BBVA's operating income and pretax profits from Turkey have soared in lira terms since 2016, but the depreciation of the lira has meant that, in euro terms, they have fallen sharply. For 2020, operating income totaled €3.6 billion, down from €4.3 billion in 2016. For the first half of 2021, the figure was €1.6 billion.
"The underlying business is actually doing pretty well," said Nedialkov. "It's the [forex] translation that's impacting profits and book values."
Nedialkov estimates that for every 10% fall in the value of the lira against the euro, BBVA's shares "could fall theoretically by 2% to 2.5%." This impact may be affected by currency hedging and other factors.
Emerging markets
Turkey is BBVA's third-largest market by total assets after Spain and Mexico, and it contributed the second-largest share of pretax profits for the company in 2020 at more than 30%, Market Intelligence data shows.
"This is the nature of being an emerging markets bank," said Nedialkov. "Some of the emerging markets bets really work out well, others not as well."
BBVA's sale of its U.S. retail banking business for $11.6 billion in November 2020 boosted its capitalization, with its CET1 ratio rising to 14.37% in the second quarter from 12.15% at the end of 2020. The bank is using its improved position to undertake a share buyback of up to 10% of its outstanding capital, but it has entertained M&A since offloading the U.S. business, most notably when it entered talks to acquire Banco de Sabadell SA in the weeks after the sale.

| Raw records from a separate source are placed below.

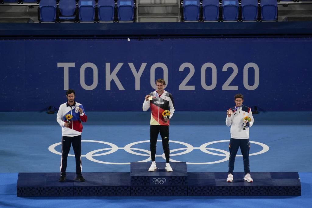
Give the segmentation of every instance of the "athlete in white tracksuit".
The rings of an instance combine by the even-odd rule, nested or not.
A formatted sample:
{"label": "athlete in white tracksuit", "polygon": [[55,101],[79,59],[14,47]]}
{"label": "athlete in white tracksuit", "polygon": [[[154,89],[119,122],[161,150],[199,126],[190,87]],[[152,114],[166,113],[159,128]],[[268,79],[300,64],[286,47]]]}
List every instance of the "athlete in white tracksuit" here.
{"label": "athlete in white tracksuit", "polygon": [[[236,95],[234,101],[236,106],[227,111],[225,120],[227,126],[231,126],[231,138],[229,146],[230,158],[228,173],[233,174],[235,157],[238,148],[240,147],[244,161],[244,172],[246,175],[250,173],[249,152],[250,143],[249,140],[249,127],[252,126],[255,120],[250,108],[242,105],[244,100],[242,95]],[[246,129],[244,130],[244,118],[246,116],[249,117],[251,120],[246,123]]]}

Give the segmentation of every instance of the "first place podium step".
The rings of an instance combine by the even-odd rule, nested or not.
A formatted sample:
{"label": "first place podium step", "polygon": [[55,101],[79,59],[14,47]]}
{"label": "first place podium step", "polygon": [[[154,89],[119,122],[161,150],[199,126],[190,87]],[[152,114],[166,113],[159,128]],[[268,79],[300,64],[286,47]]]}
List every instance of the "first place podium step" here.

BBVA should target the excess capital toward investments that could offset the volatility from its Turkish business, said Nedialkov.

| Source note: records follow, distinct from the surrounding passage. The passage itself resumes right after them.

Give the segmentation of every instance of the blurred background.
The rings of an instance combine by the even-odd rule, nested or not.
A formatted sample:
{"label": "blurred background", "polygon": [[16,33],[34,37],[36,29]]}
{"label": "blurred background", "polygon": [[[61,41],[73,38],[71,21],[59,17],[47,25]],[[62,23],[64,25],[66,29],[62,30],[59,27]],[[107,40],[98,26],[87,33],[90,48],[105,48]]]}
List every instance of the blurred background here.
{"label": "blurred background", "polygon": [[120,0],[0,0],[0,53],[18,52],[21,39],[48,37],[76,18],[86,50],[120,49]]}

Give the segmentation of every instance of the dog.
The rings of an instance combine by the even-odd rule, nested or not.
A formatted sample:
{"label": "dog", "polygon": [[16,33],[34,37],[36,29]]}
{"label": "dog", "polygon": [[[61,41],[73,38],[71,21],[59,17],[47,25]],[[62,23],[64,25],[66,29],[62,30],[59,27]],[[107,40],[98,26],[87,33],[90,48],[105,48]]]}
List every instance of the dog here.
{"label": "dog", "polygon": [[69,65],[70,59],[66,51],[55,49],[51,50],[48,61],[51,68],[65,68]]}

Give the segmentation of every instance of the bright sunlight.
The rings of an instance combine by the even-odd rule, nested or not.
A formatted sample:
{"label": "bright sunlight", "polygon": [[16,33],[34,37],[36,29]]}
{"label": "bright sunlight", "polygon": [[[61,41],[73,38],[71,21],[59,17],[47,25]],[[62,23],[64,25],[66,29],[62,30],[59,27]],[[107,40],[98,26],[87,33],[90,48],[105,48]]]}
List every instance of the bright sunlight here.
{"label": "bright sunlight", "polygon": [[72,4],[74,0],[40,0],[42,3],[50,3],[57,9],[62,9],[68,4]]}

"The best strategy would be to develop additional sources of profit, including domestically in Spain, to make up for the decline in Turkish profits in euro terms," Nedialkov said.
As a turnaround in the lira's fortunes grows increasingly unlikely, one positive for BBVA is that Garanti is self-funded, Ozsahin said. "Maybe the consolation ... is that at least they don't have to put in additional money. This could be a black hole."